If you are planning to ride your bike from Point A to Point B, you’ll need to know how to get there. If you’re riding to Grandma’s house, you probably already know the way but otherwise – you’ll need some kind of map to help you out.
Many people new to bicycle touring get caught up on this aspect of touring – they think they need some kind of special map and that planning their route needs to be based on some kind of special cycling routes. Nothing could be farther from the truth. All you really need is a regular, plain ol’ state map.
I’ve toured in something like 25 countries in the past 30 years have never used anything more complicated than a standard road map. We look for back roads whenever possible and talk to local people to get their opinion. This method is perfectly adequate and many times provides far superior paths as local people tend to know what is around their area.

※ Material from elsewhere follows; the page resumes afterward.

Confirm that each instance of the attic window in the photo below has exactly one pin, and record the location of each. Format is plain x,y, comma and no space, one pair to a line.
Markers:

Another option that many cyclists enjoy is using special bike touring maps created by Adventure Cycling. These maps are very detailed and include all the information a bike tourist might need – including where you’ll find grocery stores and bike shops. Adventure Cycling has designed routes through many parts of the USA – if you plan to go where they have a route, you may decide to take advantage of their knowledge.
Google Maps has a feature to identify bike routes. You can plug in where you want to start and where you hope to end up, and they will come up with a route for you. The route is based on little-used roads and is a promising resource. There will still be problems with the route, but it’s a good starting place.
The high-tech way of finding your way around is to use a GPS. Many cyclists are finding they enjoy having the GPS for ease of navigation and also to have a record of their day afterward – including an elevation profile. Bicycle tourists have been finding their way around the world for many decades without this technology, so don’t think it is critical – if you have one anyway, use it. Otherwise, your paper maps will be just fine. In fact, you will want paper maps with you even if you have a GPS so that you can get the big picture.